Pays-Bas: peur, colère, et parfois soutien à Geert Wilders parmi les musulmans néerlandais

Geert Wilders, président du PVV, parti d'extrême droite arrivé en tête aux élections législatives aux Pays-Bas.

Les dirigeants de la communauté musulmane néerlandaise ont exprimé leur colère et leur crainte après la victoire électorale de Geert Wilders, un fervent opposant à l’islam, mais des musulmans se montrent aussi pragmatiques et sont même prêts à lui donner « sa chance ».

Le 24/11/2023 à 08h12

Ni mosquées, ni foulards, ni corans: le manifeste du parti PVV de Geert Wilders est ouvertement islamophobe. «Nous voulons moins d’islam aux Pays-Bas», peut-on ainsi lire dans le programme de la formation arrivée, à la surprise générale, en tête aux élections législatives tenues le mercredi 22 novembre.

Muhsin Koktas, dirigeant de l’association musulmane CMO, se dit «inquiet pour ce pays». «Je ne sais pas si les musulmans sont encore en sécurité aux Pays-Bas», dit-il. «Certains ont peur, d’autres s’inquiètent pour leur avenir, se demandant ce que le résultat signifie pour leur citoyenneté et leur place dans la société néerlandaise», affirme à l’AFP Habib el Kaddouri, de l’association SMN des Marocains néerlandais. «En même temps, j’ai remarqué que les gens sont aussi combatifs. Nous ne nous laisserons pas chasser par M. Wilders ou par un gouvernement de droite», fait-il valoir.

Mais Wilders, qui avait traité les Marocains de «racaille», avait comparé le Coran à «Mein Kampf» et menacé d’organiser un concours de caricatures du Prophète Mohammed, a en partie mis sa rhétorique anti-islam en sourdine pendant la campagne électorale, se concentrant davantage sur des questions plus terre-à-terre comme l’augmentation du coût de la vie.

«Il mérite d’avoir sa chance»

Des musulmans interrogés par l’AFP à Amsterdam et à Venlo (est), ville natale de Wilders, ont brossé cependant un tableau plus nuancé, certains attachant plus d’importance aux questions économiques qu’à ses commentaires passés sur l’islam.

«Je suis d’origine turque et musulman. Pourtant, j’ai voté pour Geert Wilders. Toutes ces déclarations sur la fermeture des mosquées ne sont que de la politique», a déclaré un habitant de Venlo sous couvert d’anonymat. «Nous sommes tous pauvres et que nous pensons qu’il peut changer les choses», explique l’homme de 41 et sans emploi.
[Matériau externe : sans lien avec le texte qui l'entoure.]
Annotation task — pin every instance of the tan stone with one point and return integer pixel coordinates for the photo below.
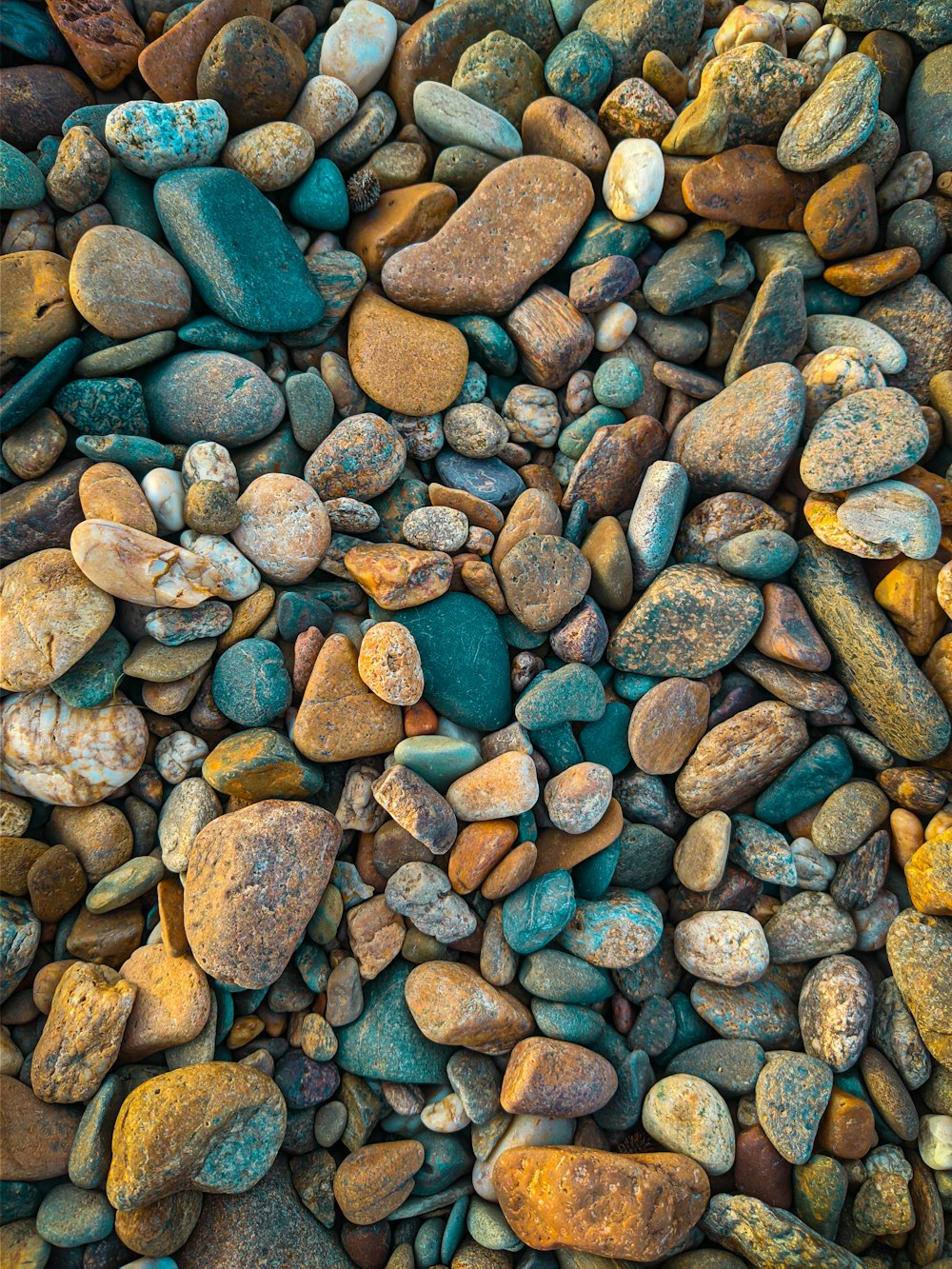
(83, 1033)
(339, 717)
Burak Cen, un chauffeur de taxi de 40 ans, n’a pas voté. Mais s’il l’avait fait, il aurait également voté pour Wilders, assure-t-il dans un café d’Amsterdam. «Je pense qu’il mérite d’avoir sa chance. Il essaie juste de récolter des voix avec sa propagande sur les mosquées et les musulmans. Mais pour le reste, ce qu’il dit sur les Néerlandais et la pauvreté est juste», dit-il.
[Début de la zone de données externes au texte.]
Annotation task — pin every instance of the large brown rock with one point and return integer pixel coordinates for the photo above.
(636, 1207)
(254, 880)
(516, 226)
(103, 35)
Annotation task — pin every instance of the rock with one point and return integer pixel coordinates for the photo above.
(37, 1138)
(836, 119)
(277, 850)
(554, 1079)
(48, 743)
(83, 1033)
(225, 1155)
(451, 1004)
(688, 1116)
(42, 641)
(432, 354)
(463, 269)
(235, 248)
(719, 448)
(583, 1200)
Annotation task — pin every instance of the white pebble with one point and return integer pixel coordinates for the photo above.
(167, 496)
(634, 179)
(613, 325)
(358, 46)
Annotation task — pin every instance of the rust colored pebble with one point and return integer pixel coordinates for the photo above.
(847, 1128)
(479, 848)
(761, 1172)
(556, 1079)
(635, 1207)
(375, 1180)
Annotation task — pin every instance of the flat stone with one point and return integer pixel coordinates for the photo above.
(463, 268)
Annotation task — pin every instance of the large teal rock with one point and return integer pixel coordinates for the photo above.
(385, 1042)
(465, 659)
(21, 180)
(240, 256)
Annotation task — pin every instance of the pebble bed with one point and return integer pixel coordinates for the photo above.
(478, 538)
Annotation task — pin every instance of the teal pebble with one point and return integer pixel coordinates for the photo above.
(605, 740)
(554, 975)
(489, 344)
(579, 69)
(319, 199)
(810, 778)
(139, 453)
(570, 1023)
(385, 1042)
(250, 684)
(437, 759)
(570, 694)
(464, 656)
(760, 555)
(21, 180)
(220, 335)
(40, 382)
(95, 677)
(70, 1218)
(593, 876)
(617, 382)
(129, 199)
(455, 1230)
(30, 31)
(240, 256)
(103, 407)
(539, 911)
«Jan, Piet, Mustafa, Ahmed»

Cherchant à apaiser les craintes des minorités après le vote, et rassurer de possibles partenaires de droite pour former un gouvernement, Geert Wilders a souligné qu’il voulait être «le Premier ministre de tous les Néerlandais, indépendamment de leur religion, de leur sexualité, de leur couleur, de leur sexe ou de quoi que ce soit d’autre». «Lorsque vous êtes Premier ministre, votre rôle est différent de celui du chef de l’opposition», a-t-il plaidé.

Pour Mustafa Ayranci, de l’association des travailleurs turcs HTIB, sa communauté doit respecter la décision des électeurs, même si elle est décevante. Il veut prendre au mot Geert Wilders quand il parle d’être le Premier ministre de tous les Néerlandais. «Il ne sera pas seulement le Premier ministre de Jan et Piet, dit-il, mais aussi celui de Mustafa et Ahmed».